Ich habe nie einen Hehl aus meinem Glauben gemacht
Der ‚Spiegel'-Journalist Matthias Matussek ist deklariert katholisch.
Aufsehen erregte seine Titelgeschichte in diesem Jahr über die Sünde.
Ein Interview der evangelischen Nachrichtenagentur idea von Karsten Huhn.
Berlin (kath.net/idea) idea: Herr Matussek, was ist in
Sie gefahren? Jetzt halten Sie schon Predigten über den Satan - und das
im "Spiegel",
dem Zentralorgan der Gotteszweifler!
Matussek: Diese Titelgeschichte
war ein Auftrag der Chefredaktion! Ich hoffe, dass ich in dem Artikel klargemacht
habe, dass ich nicht von einer erhöhten
Warte auf das sündige Treiben der Moderne schaue. Wenn ich über
Sünde schreibe, dann schreibe ich nicht über einen fernen Kontinent.
Ich bin damit - Gott sei es geklagt - sehr vertraut.
Wie kommt die Chefredaktion des "Spiegel" dazu, eine Titelgeschichte über
die Sünde in Auftrag zu geben?
Das habe ich mich auch gefragt! Der Titel
war jedenfalls einer der bestverkauften des Jahres 2010. Auch "Spiegel"-Leser sind offensichtlich auf religiöse
Themen ansprechbar. Sonst kommt Religion bei uns ja meist nur als Gegenstand
von Enthüllungen vor …
… Journalisten pinkeln eben gerne mal gegen den Dom …
… und "Spiegel"-Redakteure pinkeln im Zweifelsfall zweimal
dagegen. Der "Spiegel" ist seit seiner Gründung durch Rudolf
Augstein kirchenkritisch. Allerdings war ich überrascht, wie sehr die
Redaktion am langsamen Sterben von Papst Johannes Paul II. Anteil nahm.
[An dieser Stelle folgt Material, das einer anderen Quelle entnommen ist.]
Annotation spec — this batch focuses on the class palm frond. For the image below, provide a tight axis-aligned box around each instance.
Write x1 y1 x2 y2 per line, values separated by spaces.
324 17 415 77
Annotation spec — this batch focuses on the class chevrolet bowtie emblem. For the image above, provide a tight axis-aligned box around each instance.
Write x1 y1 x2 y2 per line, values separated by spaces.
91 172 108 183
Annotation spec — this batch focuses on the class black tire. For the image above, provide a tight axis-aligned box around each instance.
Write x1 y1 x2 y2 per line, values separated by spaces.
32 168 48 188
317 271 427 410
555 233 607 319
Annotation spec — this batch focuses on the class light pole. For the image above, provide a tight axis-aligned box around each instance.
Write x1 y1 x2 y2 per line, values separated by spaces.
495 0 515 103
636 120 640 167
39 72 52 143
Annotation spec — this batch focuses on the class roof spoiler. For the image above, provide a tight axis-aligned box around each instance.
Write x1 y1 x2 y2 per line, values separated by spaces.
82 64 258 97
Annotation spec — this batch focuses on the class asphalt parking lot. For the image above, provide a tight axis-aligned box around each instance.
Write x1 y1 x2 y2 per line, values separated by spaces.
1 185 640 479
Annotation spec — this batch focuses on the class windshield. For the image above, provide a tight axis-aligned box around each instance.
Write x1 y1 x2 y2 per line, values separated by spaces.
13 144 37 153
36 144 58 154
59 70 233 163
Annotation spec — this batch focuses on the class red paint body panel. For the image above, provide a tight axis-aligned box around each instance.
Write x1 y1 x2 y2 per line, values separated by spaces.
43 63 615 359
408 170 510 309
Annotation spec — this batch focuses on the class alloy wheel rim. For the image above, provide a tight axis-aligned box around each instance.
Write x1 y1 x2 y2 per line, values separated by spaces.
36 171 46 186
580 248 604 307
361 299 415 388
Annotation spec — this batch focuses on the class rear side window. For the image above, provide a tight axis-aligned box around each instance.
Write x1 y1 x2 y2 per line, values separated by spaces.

Auch
später, als Joseph
Ratzinger zum "Wir sind Papst" gewählt wurde, galt Katholischsein
plötzlich gar nicht mehr als so uncool.
In einem in dieser Zeit entstandenen Artikel schreiben Sie allerdings: "Die
Welt ist nach dem Fall des gottlosen Kommunismus nicht zum Heil erwacht,
sondern ziemlich geschlossen zum gottlosen Kapitalismus übergelaufen.
Die Moderne - ein fast übermächtiger Feind für Glauben und
Heil."
So hat es Johannes Paul II. damals empfunden und so empfinde ich
es auch. Es gibt heute einen neuen Totalitarismus, den der Konsumgesellschaft.
Über das Böse, die Sünde, wird kaum noch öffentlich
gesprochen - so die Erkenntnis Ihrer "Spiegel"-Geschichte. Sie
schreiben weiter: "Sünde ist Vertrauensbruch. Gott versteht in
diesem Punkt keinen Spaß."
Wir leben in einer Zeit der Auflösung moralischer Kategorien. Fast
jede Art von Fehltritt trifft auf grenzenloses Verständnis. Aber wir
müssen uns klarmachen, dass Sünde mehr ist als ein Nasch-Verstoß gegen
ein Diätgebot. Wenn wir lügen oder fremdgehen, versündigen
wir uns nicht nur an uns selbst oder an unseren Mitmenschen, sondern auch
an unserem Schöpfer, der uns ja anders gemeint hat.
Sie klingen wie ein Evangelist!
Ach ja? Das ist ja schrecklich!
Es kommt drauf an, welches Bild Sie von einem Evangelisten haben.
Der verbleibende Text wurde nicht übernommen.